Methods need to be fit for purpose, sufficiently robust and able to identify impurities at levels much lower than the maximum permitted. The regulators are aware of new and emerging technologies, but will be realistic enough to allow new techniques to become commonplace and reliable before changing requirements in the light of their enhanced capabilities.
For contract manufacturers, the testing protocols will be driven, to a certain extent, by the customer, the proposed route of administration and the likely dosage. The PDE will be dependent on the amount of API a dose contains and how many times a day the patient is treated.
A tablet containing 500 mg of API, which may be taken two at a time, four times a day, gives a 4 g daily dose, which is very different from a 5 mg once-daily dose. In mass terms, the patient will be ingesting 800 times less API, which means that the levels of trace metal in a low-dose API can be somewhat higher while still ensuring the patient’s exposure remains below the limit.
In terms of synthetic reagents, if metals are not used in the first place, then the risks of API contamination will be lower. Chemists will often try to avoid using metal catalysts, if possible, because of both expense and reproducibility; however, it’s often the case that metal-catalysed steps are the best option.
When it’s not possible to redesign a route to avoid such a step, chemists should be mindful that the closer to the final product the catalytic step is, the fewer opportunities there are for removing it via purification. Some metals, such as cadmium and platinum, have low permitted levels (daily limits in the nanograms). If they have to be used in the process, this may limit the daily dosage of the API that a patient can be given.
All raw materials must be carefully sourced and monitored, and it’s important to know how they are made to assess the likelihood of residual metals being present. Ultimately, there needs to be a good working relationship between process chemists, analytical scientists, the purchasing department and, of course, the end customer to minimise any risks.
In addition to the Certificate of Analysis provided by the supplier, externally sourced raw materials will largely be batch tested to check for metals. The onboarding process for the raw material supplier will include disclosure of the synthetic route used to make it, which will help to understand what might be present.
When manufacturing APIs in multipurpose facilities, the thorough cleaning of vessels is crucial; any residual metal traces left on the surface can contaminate the subsequent process, potentially introducing another metal that would not otherwise be covered by the next product’s risk assessment.
Some metals, notably tin, are notoriously difficult to clean, so any process must be undertaken with particular care and the method validated.
It may even be appropriate to do ICP-MS analysis as part of the cleaning validation to make sure the catalyst is removed from the vessel effectively.

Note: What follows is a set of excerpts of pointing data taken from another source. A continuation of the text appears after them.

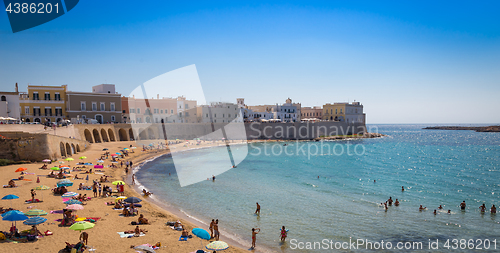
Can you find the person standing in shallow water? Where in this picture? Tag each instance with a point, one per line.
(212, 228)
(255, 231)
(463, 205)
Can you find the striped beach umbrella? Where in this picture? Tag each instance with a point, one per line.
(35, 212)
(81, 225)
(34, 220)
(217, 246)
(72, 202)
(75, 207)
(69, 194)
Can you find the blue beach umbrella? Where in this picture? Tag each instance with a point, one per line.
(34, 221)
(72, 202)
(15, 216)
(201, 233)
(11, 212)
(10, 197)
(64, 182)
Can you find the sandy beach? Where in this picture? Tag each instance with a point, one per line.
(104, 236)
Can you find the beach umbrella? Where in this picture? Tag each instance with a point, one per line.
(217, 246)
(118, 182)
(75, 207)
(72, 202)
(64, 182)
(81, 225)
(14, 216)
(12, 212)
(34, 221)
(201, 233)
(42, 187)
(145, 248)
(69, 194)
(132, 200)
(35, 212)
(10, 197)
(121, 197)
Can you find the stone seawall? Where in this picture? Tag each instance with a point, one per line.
(37, 147)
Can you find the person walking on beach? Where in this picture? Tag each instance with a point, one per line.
(33, 194)
(257, 211)
(216, 230)
(255, 231)
(463, 205)
(482, 208)
(84, 237)
(94, 189)
(212, 228)
(283, 233)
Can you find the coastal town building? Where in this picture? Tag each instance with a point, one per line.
(102, 105)
(159, 110)
(43, 104)
(314, 112)
(348, 112)
(217, 112)
(9, 104)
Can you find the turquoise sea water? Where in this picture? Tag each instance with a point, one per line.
(436, 168)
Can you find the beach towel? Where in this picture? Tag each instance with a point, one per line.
(123, 235)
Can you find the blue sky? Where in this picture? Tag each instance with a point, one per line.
(406, 61)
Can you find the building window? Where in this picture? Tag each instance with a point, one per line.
(48, 111)
(58, 111)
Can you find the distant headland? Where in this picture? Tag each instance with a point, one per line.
(477, 129)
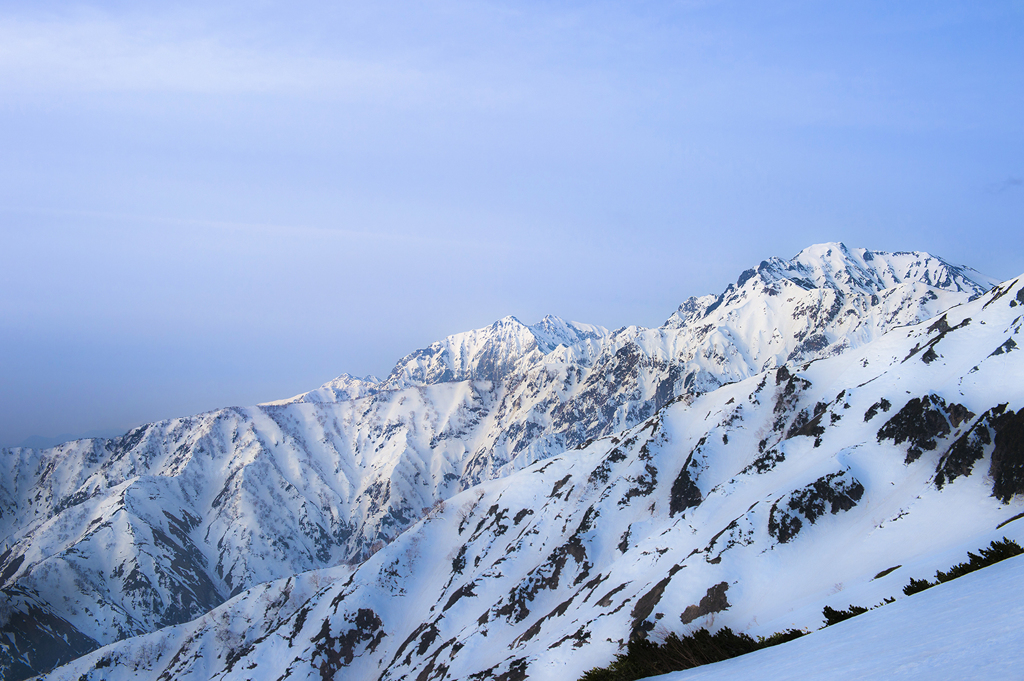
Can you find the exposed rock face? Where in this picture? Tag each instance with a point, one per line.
(169, 520)
(557, 565)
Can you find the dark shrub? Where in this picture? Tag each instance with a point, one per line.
(916, 586)
(833, 615)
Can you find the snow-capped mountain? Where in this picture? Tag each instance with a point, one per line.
(102, 540)
(827, 482)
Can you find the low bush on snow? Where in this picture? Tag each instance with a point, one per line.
(644, 657)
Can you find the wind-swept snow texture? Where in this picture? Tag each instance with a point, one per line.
(108, 539)
(827, 482)
(967, 629)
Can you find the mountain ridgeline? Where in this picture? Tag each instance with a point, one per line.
(571, 485)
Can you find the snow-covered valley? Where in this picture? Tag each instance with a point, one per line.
(517, 501)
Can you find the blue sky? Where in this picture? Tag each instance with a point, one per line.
(220, 204)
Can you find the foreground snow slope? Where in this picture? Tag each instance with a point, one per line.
(101, 540)
(967, 629)
(752, 506)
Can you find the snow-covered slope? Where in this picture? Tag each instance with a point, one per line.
(753, 506)
(967, 629)
(100, 540)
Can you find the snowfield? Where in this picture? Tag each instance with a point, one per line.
(966, 629)
(752, 506)
(517, 501)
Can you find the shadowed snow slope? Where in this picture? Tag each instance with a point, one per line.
(754, 506)
(102, 540)
(967, 629)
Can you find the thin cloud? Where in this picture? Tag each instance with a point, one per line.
(103, 55)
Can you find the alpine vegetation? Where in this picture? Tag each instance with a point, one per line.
(524, 501)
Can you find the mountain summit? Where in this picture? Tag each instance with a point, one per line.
(160, 525)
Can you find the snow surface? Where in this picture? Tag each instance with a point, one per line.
(783, 488)
(966, 629)
(119, 538)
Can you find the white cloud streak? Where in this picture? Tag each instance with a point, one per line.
(109, 56)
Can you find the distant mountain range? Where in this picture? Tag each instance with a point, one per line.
(522, 499)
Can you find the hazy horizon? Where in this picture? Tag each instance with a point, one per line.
(206, 206)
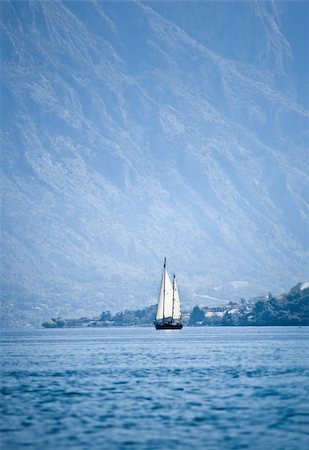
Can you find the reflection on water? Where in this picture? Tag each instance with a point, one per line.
(138, 388)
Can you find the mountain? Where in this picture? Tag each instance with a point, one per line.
(137, 130)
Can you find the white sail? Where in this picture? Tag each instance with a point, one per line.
(176, 310)
(165, 305)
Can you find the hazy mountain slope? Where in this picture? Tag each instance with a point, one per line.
(128, 135)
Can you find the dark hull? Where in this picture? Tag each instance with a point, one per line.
(168, 326)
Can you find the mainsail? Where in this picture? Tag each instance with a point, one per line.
(165, 305)
(176, 301)
(169, 303)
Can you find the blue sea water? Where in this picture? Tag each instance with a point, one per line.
(138, 388)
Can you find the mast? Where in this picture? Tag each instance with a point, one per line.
(164, 269)
(173, 296)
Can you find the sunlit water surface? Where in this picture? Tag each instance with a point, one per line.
(137, 388)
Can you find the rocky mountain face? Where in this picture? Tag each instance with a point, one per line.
(137, 130)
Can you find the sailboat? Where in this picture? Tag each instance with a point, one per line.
(168, 312)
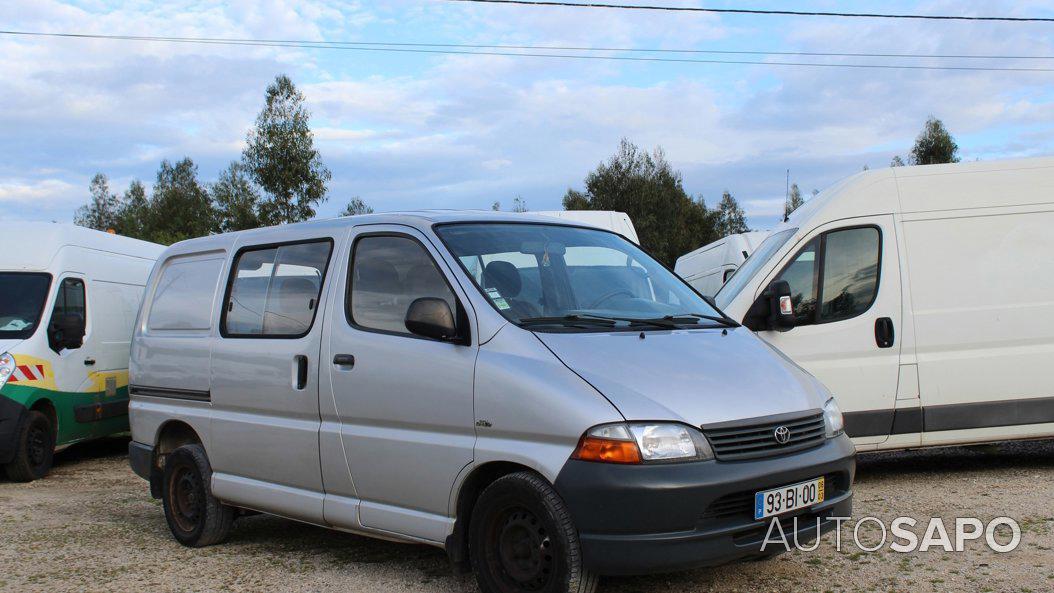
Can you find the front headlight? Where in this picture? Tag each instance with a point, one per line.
(643, 443)
(6, 367)
(833, 418)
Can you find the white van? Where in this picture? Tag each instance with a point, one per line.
(69, 298)
(921, 296)
(709, 267)
(542, 399)
(615, 221)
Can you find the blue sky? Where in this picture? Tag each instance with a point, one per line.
(405, 131)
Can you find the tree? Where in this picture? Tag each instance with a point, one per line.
(235, 199)
(732, 219)
(134, 213)
(934, 144)
(281, 158)
(668, 221)
(101, 212)
(794, 200)
(180, 208)
(356, 206)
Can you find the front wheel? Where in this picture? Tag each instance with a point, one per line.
(35, 449)
(522, 538)
(196, 518)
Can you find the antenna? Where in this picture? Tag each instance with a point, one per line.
(786, 199)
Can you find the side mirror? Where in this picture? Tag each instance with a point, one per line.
(431, 317)
(66, 331)
(774, 310)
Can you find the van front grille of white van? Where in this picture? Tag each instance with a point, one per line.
(750, 441)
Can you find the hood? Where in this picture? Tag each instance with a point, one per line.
(7, 346)
(695, 376)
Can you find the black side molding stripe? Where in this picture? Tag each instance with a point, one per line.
(951, 417)
(988, 414)
(171, 393)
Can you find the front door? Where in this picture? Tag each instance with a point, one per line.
(845, 289)
(404, 401)
(265, 389)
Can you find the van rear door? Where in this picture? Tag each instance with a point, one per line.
(845, 285)
(265, 370)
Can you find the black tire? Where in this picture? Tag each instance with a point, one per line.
(196, 518)
(522, 538)
(35, 449)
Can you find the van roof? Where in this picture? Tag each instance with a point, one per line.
(416, 218)
(33, 245)
(930, 188)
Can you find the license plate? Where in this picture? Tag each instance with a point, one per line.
(787, 498)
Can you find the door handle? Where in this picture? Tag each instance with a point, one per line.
(883, 332)
(345, 360)
(301, 372)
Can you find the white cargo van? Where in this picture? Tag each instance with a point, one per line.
(709, 267)
(542, 399)
(921, 296)
(69, 298)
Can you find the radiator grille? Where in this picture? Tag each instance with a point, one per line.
(759, 440)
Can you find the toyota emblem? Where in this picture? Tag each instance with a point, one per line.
(782, 435)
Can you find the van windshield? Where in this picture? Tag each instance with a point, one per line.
(749, 269)
(22, 299)
(551, 276)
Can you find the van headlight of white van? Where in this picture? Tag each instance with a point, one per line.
(6, 367)
(833, 418)
(654, 442)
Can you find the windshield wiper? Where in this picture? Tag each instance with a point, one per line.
(676, 321)
(570, 320)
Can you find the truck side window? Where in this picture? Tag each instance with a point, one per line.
(839, 271)
(69, 317)
(802, 274)
(850, 273)
(274, 291)
(388, 273)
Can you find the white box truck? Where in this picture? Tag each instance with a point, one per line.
(921, 296)
(709, 267)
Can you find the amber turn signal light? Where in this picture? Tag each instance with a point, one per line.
(608, 451)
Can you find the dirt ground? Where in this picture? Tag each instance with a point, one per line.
(92, 526)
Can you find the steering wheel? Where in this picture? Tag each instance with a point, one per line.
(609, 296)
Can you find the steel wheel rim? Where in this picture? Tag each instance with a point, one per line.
(184, 494)
(521, 550)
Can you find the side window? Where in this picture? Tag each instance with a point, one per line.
(69, 317)
(182, 299)
(802, 274)
(388, 273)
(274, 291)
(850, 273)
(835, 276)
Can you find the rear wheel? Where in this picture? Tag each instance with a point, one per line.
(35, 449)
(196, 518)
(522, 538)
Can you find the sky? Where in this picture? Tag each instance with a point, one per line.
(412, 131)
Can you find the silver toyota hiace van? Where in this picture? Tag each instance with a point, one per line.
(544, 400)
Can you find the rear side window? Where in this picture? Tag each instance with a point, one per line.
(182, 299)
(835, 276)
(274, 290)
(388, 273)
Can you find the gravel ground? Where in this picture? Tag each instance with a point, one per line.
(92, 526)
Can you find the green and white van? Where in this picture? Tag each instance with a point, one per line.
(69, 298)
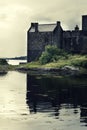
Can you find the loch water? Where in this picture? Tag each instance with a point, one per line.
(35, 102)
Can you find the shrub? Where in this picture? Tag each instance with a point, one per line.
(3, 62)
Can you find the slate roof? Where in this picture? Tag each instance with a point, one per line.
(44, 28)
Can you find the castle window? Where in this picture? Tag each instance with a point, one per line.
(46, 39)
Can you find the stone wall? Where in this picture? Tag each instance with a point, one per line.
(36, 44)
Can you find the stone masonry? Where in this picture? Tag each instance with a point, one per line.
(40, 35)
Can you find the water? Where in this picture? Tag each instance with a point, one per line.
(16, 62)
(29, 102)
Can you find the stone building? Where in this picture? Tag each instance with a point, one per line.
(40, 35)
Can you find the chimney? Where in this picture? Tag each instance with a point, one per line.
(84, 22)
(58, 23)
(35, 25)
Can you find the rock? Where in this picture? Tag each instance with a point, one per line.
(70, 70)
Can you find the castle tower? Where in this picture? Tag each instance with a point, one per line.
(84, 22)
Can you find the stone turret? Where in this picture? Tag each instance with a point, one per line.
(84, 22)
(35, 25)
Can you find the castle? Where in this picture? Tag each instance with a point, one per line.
(40, 35)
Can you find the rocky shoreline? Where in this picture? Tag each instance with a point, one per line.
(64, 71)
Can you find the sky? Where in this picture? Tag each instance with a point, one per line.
(17, 15)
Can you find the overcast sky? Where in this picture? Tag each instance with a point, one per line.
(17, 15)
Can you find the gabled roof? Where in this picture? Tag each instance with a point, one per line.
(44, 28)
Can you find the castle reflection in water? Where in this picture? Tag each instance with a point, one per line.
(51, 95)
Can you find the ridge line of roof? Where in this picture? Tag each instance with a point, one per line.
(47, 24)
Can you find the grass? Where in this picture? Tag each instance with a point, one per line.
(72, 60)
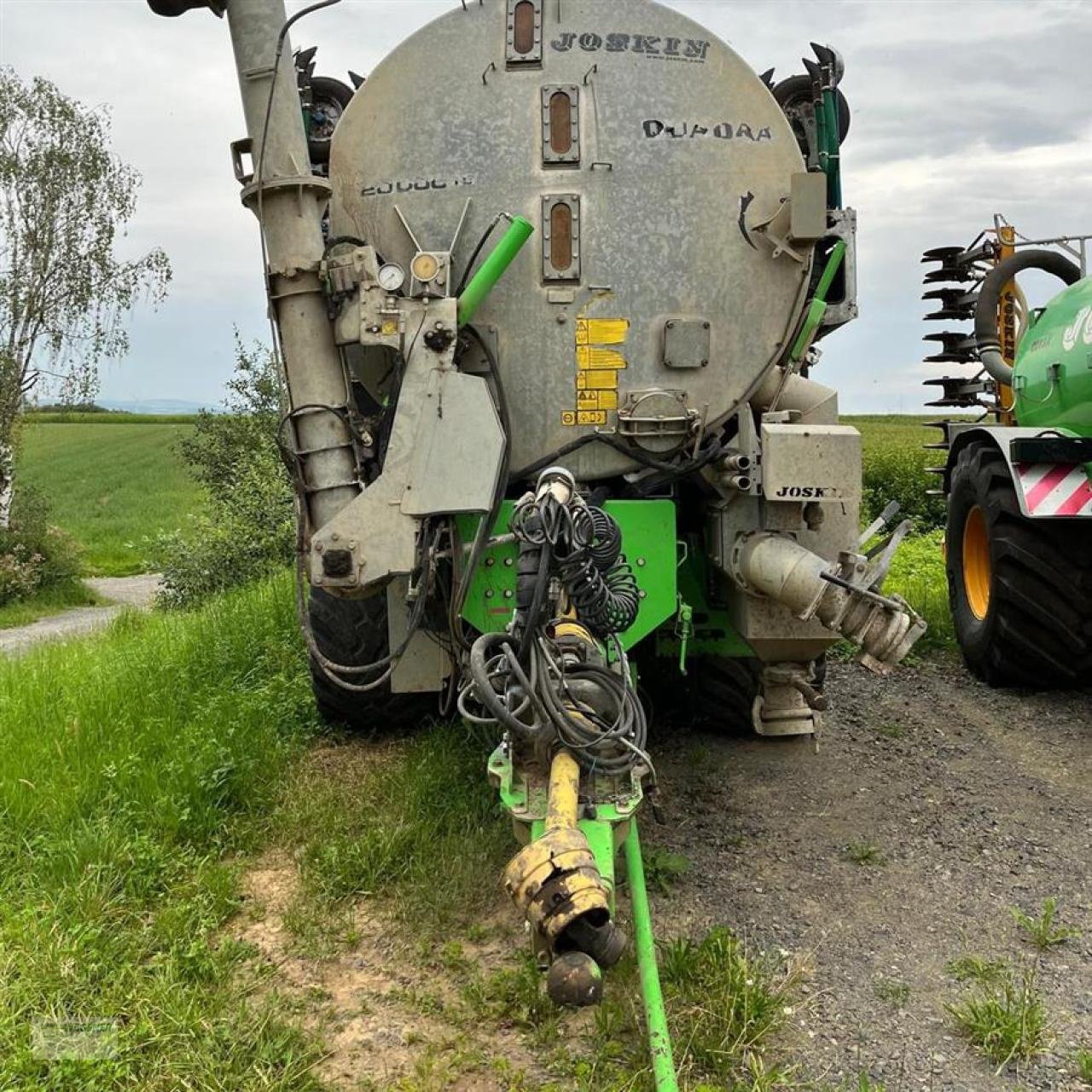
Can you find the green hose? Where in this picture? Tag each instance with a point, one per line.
(659, 1043)
(492, 269)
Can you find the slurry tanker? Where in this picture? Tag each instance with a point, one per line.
(549, 287)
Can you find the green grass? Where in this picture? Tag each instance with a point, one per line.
(1083, 1061)
(135, 765)
(892, 991)
(1042, 931)
(51, 601)
(109, 487)
(894, 467)
(107, 417)
(382, 819)
(1005, 1019)
(865, 854)
(978, 969)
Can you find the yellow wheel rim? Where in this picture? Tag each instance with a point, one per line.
(976, 568)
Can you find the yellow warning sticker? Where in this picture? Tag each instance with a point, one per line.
(601, 331)
(597, 369)
(596, 400)
(597, 380)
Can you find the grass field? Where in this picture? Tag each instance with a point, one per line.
(143, 770)
(109, 486)
(135, 767)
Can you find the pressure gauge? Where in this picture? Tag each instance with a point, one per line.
(391, 277)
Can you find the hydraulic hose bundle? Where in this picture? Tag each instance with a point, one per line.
(549, 678)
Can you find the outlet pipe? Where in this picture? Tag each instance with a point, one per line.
(494, 268)
(990, 297)
(288, 201)
(655, 1018)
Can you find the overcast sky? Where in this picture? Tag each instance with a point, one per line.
(960, 109)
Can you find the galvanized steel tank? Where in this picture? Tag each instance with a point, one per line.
(642, 148)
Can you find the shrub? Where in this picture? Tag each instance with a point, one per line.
(249, 529)
(33, 554)
(897, 472)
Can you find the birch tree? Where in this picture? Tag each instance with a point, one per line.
(65, 200)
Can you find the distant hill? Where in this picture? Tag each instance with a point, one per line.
(157, 406)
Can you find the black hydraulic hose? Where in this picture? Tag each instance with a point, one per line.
(986, 334)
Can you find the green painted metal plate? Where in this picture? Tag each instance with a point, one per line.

Customers of contract manufacturers routinely ask for metals testing within the supply contract as it makes up part of the submission documentation for regulatory authorities. Providing metals testing results is now the norm, so proficiency with modern techniques and a thorough understanding of the requirements and regulatory guidelines are integral to the duty of care to customers. Ensuring that methodologies and results are accurate and robust are important, as they will form an essential part of the registration package for a new drug application.
Developing efficient API processes is complex, but quality is always the most important factor. The limits of metal contamination are strict to protect the safety of patients; as such, designing routes wherein metals are used deliberately comes with risks.
The skill of the process chemist is to ensure that these risks can be mitigated with effective purification and by working alongside analytical chemists to ensure that the identification of residual metals — whether intentionally introduced or not — does not impact the final product’s quality or jeopardises the safety of the patient.